Saturday, December 31, 2016

Testing Market Failure Theories

by Levi Russell

I recently picked up a copy of Tyler Cowen and Eric Crampton's 2002 edited volume Market Failure or Success: The New Debate (now only in print with the Independent Institute, though it was originally published by Edward Elgar) and have really enjoyed what I've read so far. The book is a collection of essays by prominent IO scholars organized into four sections: a fantastic introduction by the editors, four essays that form the foundation of the "new" market failure theories based on information problems, four theoretical critiques of said theories, and 8 essays providing empirical and experimental evidence of the editors' thesis: that information-based market failure theory is often merely a theoretical possibility not borne out in real life and that economic analysis of knowledge often provides us with the reasons why.

Two pieces by Stiglitz are featured in the first theoretical section: one on information asymmetries and wage and price rigidities and the other on the incompleteness of markets.

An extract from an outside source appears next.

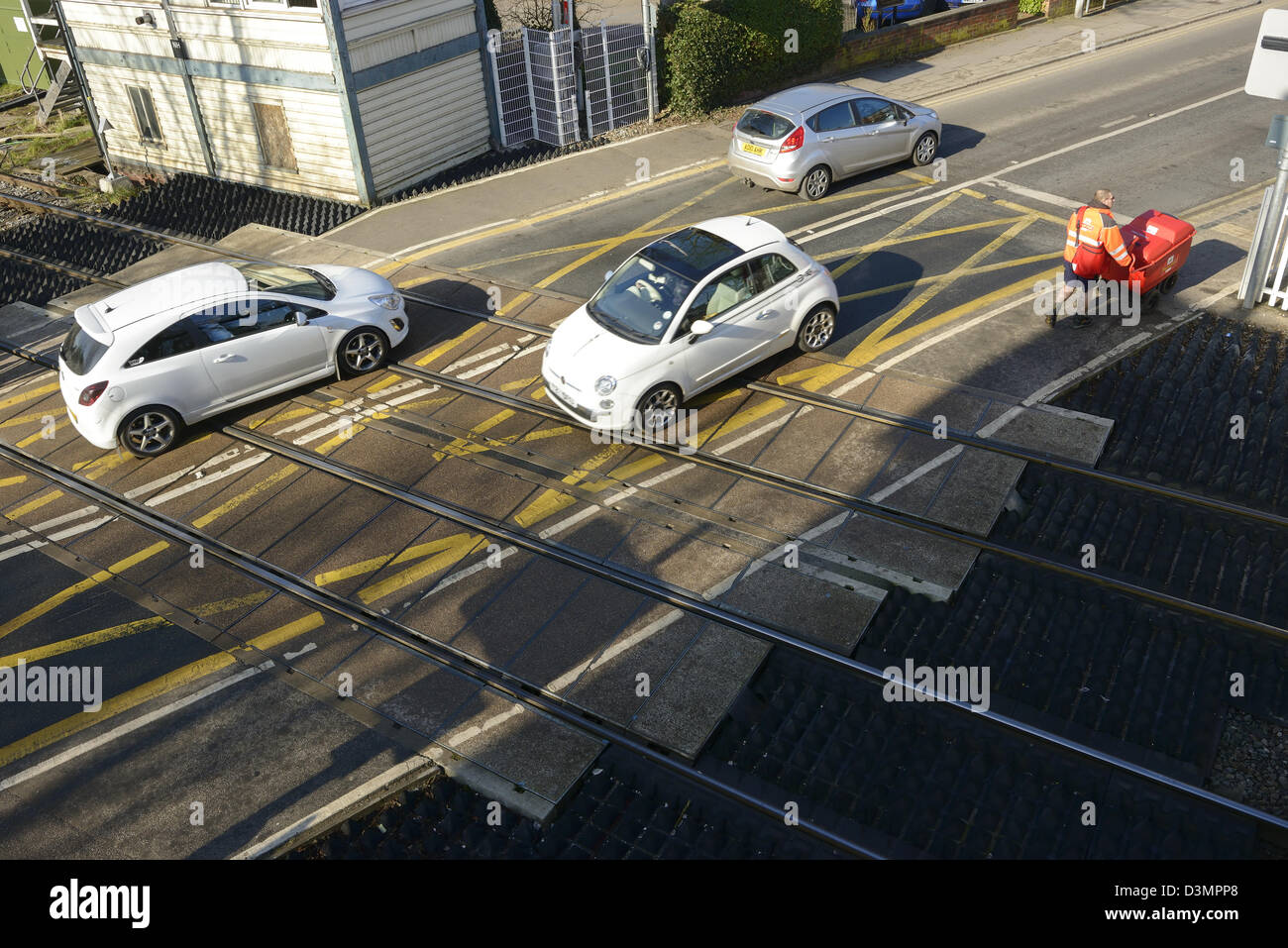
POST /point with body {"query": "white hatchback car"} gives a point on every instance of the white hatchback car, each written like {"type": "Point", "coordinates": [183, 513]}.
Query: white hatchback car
{"type": "Point", "coordinates": [142, 364]}
{"type": "Point", "coordinates": [683, 314]}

Akerlof's famous "lemons" paper and Paul David's paper on path dependence are also included. I was happy to see that Demsetz's "Information and Efficiency; Another Viewpoint" was the first essay in the theoretical critique section as it sets the stage for the other chapters in that section. The empirical and experimental section features Liebowitz and Margolis' response to Paul David on path dependence in technology, Eric Bond's direct test of Akerlof's "lemons" model, and an essay I've never ready by Gordon Tullock entitled "Non-Prisoner's Dilemma."

The introduction provides a short summary of the arguments presented in the following 3 sections and includes a great discussion of the editors' views of the core problems with information-based market failures. Here's the conclusion of the intro chapter:
Our world is a highly imperfect one, and these imperfections include the workings of markets. Nonetheless, while being vigilant about what we will learn in the future, we conclude that the 'new theories' of market failure overstate their case and exaggerate the relative imperfections of the market economy. In some cases, the theoretical foundations of the market failure arguments are weak. In other cases, the evidence doe snot support what the abstract models suggest. Rarely is analysis done in a comparative institutional framework. 
The term 'market failure' is prejudicial - we cannot know whether markets fail before we actually examine them, yet most of market failure theory is just theory. Alexander Tabarrok (2002) suggests that 'market challenge theory' might be a better term. Market challenge theory alerts us to areas where market might fail and encourages us to seek out evidence. In testing these theories, we may find market failure or we may find that markets are more robust than we had previously believed. Indeed, the lasting contribution of the new market failure theorists may be in encouraging empirical research that broadens and deepens our understanding of markets.
We believe that the market failure or success debate will become more fruitful as it turns more to Hayekian themes and empirical and experimental methods. Above, we noted that extant models were long on 'information' - which can be encapsulated into unambiguous, articulable bits - and short on the broader category of 'knowledge,' as we find in Hayek [Hayek's 1945 article The Use of Knowledge in Society can be read here for free. A short explanation of the main theme of the article can be found here. - LR]. Yet most of the critical economic problems involve at least as much knowledge as information. Employers, for instance, have knowledge of how to overcome shirking problems, even when they do not have explicit information about how hard their employees are working. Many market failures are avoided to the extent we mobilize dispersed knowledge successfully. 
It is no accident that the new market failure theorists have focused on information to the exclusion of knowledge. Information is easier to model, whereas knowledge is not, and the economics profession has been oriented towards models. Explicitly modeling knowledge may remain impossible for the immediate future, which suggests a greater role for history, case studies, cognitive science, and the methods of experimental economics. 
We think in particular of the experimental revolution in economics as a way of understanding and addressing Hayek's insights on the markets and knowledge; Vernon Smith, arguably the father of modern experimental economics, frequently makes this connection explicit. Experimental economics forces the practitioner to deal with the kinds of knowledge an behavior patterns that individuals possess in the real world, rather than what the theorist writes into an abstract model. The experiment then tells us how the original 'endowments' might translate into real world outcomes. Since we are using real world agents, these endowments can include Hayekian knowledge and not just narrower categories of information. 
Experimental results also tend to suggest Hayekian conclusions. When institutions and 'rules of the game' are set up correctly, decentralized knowledge has enormous power. Prices and incentives are extremely potent. The collective result of a market process contains a wisdom that the theorist could not have replicated with pencil and paper alone.